It would have been obvious to one of ordinary skill in the art prior to the effective filing date of the claimed invention to employ an iron-based benzene-1,3,5-tricarboxylate (BTC) metal-organic framework, such as MIL-100(Fe), in the uremic toxin adsorption system of Farha for removal of p-cresyl sulfate, because Farha teaches MOF adsorption of uremic toxins in dialysis contexts, Liu teaches that iron-based MOFs exhibit improved biocompatibility and reduced cytotoxicity relative to other metal centers for biomedical applications, and Yang teaches that MIL-100(Fe), a BTC-linked Fe-MOF, is suitable for artificial kidney applications and demonstrates high adsorption capacity and rapid adsorption kinetics for uremic toxins under physiological conditions. In view of these teachings, a person of ordinary skill in the art would have been motivated to substitute an iron-based BTC MOF for other MOFs disclosed in Farha in order to improve biocompatibility while maintaining toxin adsorption functionality, with a reasonable expectation of success given Yang’s demonstration that MIL-100(Fe) effectively binds uremic toxins through predictable pore-size compatibility and Lewis acid-base coordination interactions. Furthermore, the degree of toxin binding (expressed as wt.%) constitutes a result-effective variable dependent upon known adsorption parameters such as concentration, mass loading, contact time, and temperature, such that achieving at least 60 wt.% binding would have involved routine optimization within the ordinary skill in the art absent any evidence of criticality or unexpected results.

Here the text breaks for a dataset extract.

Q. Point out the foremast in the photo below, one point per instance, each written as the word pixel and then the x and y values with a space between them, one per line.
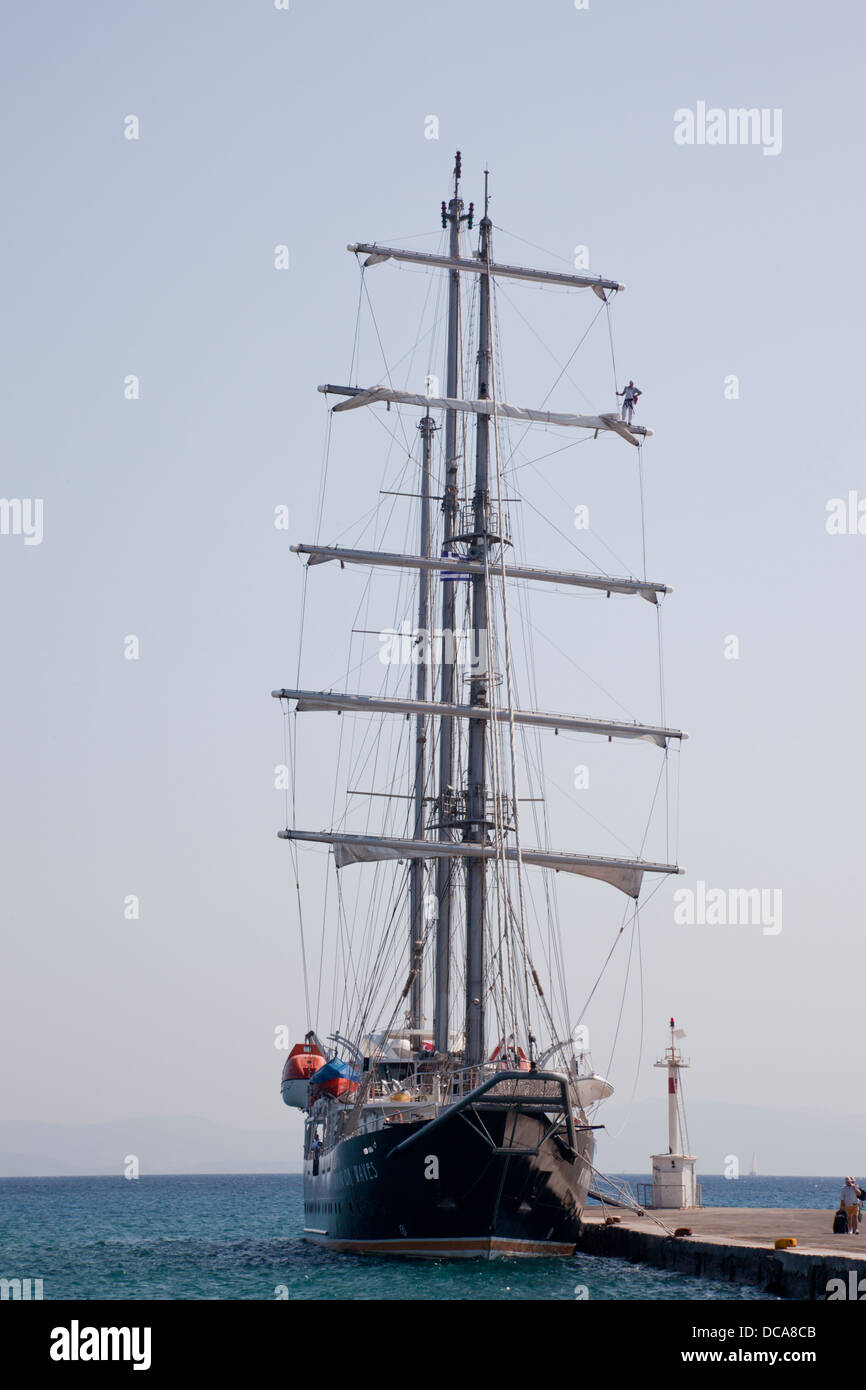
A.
pixel 453 217
pixel 476 829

Regarding claim 2, Farha discloses the method of claim 1, wherein after allowing the metal-organic frameworks to bind the at least one uremic toxin, at least 70 wt.% of p- cresyl sulfate is present in a bound state (Farha par. [0041] teaches adsorption of uremic toxins by MOFs and quantifies adsorption performance, furthermore, the degree of toxin binding (expressed as wt.%) constitutes a result-effective variable dependent upon known adsorption parameters such as concentration, mass loading, contact time, and temperature, such that achieving at least 70 wt.% binding would have involved routine optimization within the ordinary skill in the art absent any evidence of criticality or unexpected results).

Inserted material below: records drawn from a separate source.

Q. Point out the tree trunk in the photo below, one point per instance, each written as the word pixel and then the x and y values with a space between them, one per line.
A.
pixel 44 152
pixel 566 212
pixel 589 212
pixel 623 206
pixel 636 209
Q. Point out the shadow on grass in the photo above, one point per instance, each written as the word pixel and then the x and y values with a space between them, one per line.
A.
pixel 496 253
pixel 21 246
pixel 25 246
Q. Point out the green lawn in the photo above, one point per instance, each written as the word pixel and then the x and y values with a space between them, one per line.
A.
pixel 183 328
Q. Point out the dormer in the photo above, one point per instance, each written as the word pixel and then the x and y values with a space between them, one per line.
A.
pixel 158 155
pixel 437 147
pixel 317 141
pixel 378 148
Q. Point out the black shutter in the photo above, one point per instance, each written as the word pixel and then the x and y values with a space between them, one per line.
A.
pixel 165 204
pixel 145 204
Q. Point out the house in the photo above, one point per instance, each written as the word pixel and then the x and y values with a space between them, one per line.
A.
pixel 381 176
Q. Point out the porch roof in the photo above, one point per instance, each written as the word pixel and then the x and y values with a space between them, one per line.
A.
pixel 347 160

Regarding claim 4, modified Farha discloses the method of claim 1, wherein the iron-based metal-organic frameworks include Iron 1,3,5-benzenetricarboxylate (MIL-100(Fe)) (Yang p. 40824 left col. par. 1).
Regarding claim 5, modified Farha discloses the method of claim 1, wherein the iron-based metal-organic frameworks are Iron 1,3,5-benzenetricarboxylate (MIL-100(Fe)) (Yang p. 40824 left col. par. 1).

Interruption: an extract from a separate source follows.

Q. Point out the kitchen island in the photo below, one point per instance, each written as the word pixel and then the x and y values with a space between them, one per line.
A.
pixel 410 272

Regarding claim 7, modified Farha discloses the method of claim 1, wherein the blood is exposed to about 700 milligrams (mg) to about 800 mg of the iron-based metal-organic frameworks.
While modified Farha does not disclose this mass range for every case, the adsorption capacity of the adsorbent was calculated (par. [0061]) using absorption isotherms so an understanding of the volume of solution and mass of the adsorbent was available. The point of saturation and reduction in efficiency was also known as was the predicted removal fraction (Farha par. [0049]) for a given amount of human serum albumin (HSA). As the optimum range was found to be 20mg per 50mg HSA, 700 mg would be added to blood containing 1750mg HSA. It would have been obvious to one of ordinary skill in the art and a matter of routine optimization to provide the mass needed fora given amount of human serum albumin to remove an acceptable portion of uremic toxins from the target solution.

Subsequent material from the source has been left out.